There are other ways to resolve this issue, though, and that’s the power of design strategy and systems thinking. There are, in fact, infinite ways to handle this problem from a creative perspective: the banner could be bigger or smaller, it could be at the top or bottom, in the app, or in an email. It doesn’t need to be a banner at all and instead a physical item mailed to a customer. The entire compensation relationship with the joint partnership could be renegotiated so that referrals aren’t the main source of revenue.

Our job in building a resolution to the problem is to show how other solutions will be better.
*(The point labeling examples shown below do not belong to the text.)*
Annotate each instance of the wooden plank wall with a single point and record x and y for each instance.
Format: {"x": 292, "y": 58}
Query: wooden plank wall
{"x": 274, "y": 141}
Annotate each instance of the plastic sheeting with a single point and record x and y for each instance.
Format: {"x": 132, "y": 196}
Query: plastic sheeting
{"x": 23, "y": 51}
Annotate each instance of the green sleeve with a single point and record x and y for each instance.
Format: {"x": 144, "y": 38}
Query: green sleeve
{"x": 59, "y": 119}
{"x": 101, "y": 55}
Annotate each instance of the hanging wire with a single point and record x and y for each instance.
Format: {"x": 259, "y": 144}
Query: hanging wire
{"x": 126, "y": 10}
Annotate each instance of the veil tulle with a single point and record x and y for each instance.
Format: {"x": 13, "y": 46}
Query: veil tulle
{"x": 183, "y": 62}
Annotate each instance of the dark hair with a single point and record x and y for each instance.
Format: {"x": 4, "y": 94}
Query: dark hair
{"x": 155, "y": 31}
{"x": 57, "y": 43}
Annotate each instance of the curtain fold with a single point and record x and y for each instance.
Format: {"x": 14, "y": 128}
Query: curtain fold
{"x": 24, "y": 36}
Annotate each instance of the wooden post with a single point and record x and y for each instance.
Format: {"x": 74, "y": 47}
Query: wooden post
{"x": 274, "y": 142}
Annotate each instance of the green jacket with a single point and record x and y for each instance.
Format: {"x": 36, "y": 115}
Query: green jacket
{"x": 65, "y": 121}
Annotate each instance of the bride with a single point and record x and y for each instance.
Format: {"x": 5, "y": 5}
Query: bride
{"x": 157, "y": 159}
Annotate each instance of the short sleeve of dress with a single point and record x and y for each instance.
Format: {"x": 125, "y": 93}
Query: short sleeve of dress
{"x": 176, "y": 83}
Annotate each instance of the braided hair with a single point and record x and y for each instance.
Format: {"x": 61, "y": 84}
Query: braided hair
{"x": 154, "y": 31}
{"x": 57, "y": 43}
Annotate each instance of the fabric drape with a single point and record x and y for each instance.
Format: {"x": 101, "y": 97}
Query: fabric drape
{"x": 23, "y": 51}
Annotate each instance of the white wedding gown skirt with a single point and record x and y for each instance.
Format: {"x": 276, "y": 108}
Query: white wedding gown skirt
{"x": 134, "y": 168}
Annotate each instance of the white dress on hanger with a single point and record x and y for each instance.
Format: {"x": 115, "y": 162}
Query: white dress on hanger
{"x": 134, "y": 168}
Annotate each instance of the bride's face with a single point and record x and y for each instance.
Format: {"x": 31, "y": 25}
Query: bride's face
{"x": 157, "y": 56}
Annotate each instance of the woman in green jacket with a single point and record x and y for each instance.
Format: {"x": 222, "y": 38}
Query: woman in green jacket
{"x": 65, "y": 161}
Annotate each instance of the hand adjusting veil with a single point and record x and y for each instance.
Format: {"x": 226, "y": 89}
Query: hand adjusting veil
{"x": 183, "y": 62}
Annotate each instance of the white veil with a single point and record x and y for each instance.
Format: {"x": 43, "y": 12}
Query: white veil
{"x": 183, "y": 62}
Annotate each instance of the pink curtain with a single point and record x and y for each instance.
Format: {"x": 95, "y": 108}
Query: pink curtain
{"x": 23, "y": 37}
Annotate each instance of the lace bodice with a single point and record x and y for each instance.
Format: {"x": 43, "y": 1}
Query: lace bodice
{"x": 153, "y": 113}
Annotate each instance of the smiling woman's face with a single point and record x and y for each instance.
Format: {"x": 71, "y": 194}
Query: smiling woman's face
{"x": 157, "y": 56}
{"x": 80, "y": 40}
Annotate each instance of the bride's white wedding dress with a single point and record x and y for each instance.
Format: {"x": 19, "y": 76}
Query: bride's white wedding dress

Provoking cognitive dissonance through storytelling works to our benefit.

Things that happen during a narrative progression challenge the way audiences see the world, and because they can be transported, immersed, sympathetic, empathetic, or emotionally charged, stories fight against dissonance. Design strategy “solves” for that discomfort. And when stories are presented to a leader with the integrative skills Roger Martin describes as fundamental to strategic success, that leader has the dexterity and intellectual drive to engage with and consider the strategic directive.

This is not a simple trick or a way to increase clickthrough or signups. Our understanding shouldn’t rest on a sound bite or summary. We don’t get to selectively apply principles of, say, cognitive dissonance and then reject the ideas of transportation, because those phenomena are all related. Knowing about these things is like knowing about the limits of human memory when we create usable interfaces (as with the phenomenon of the Model Human Processor), or knowing about the physiology of the eye when we study color theory (taught during the Bauhaus by Wassily Kandinsky), or understanding anthropometrics when we explore human factors (explored extensively by Henry Dreyfuss). They act as a backdrop for our work.

When we tell stories, we bring a powerful form of input to a typically quant-based or opinion-based conversation and help shift the nature of how decisions are made. This isn’t happenstance, in the same way that good interaction design or good service design isn’t happenstance. By understanding even a basic level of the theory, we can leverage them to our advantage in pushing an agenda. Because design strategy is fundamentally user-centered, this means that we are giving the very people in our stories a voice, acting as their proxy to fulfill their wants, needs, and desires.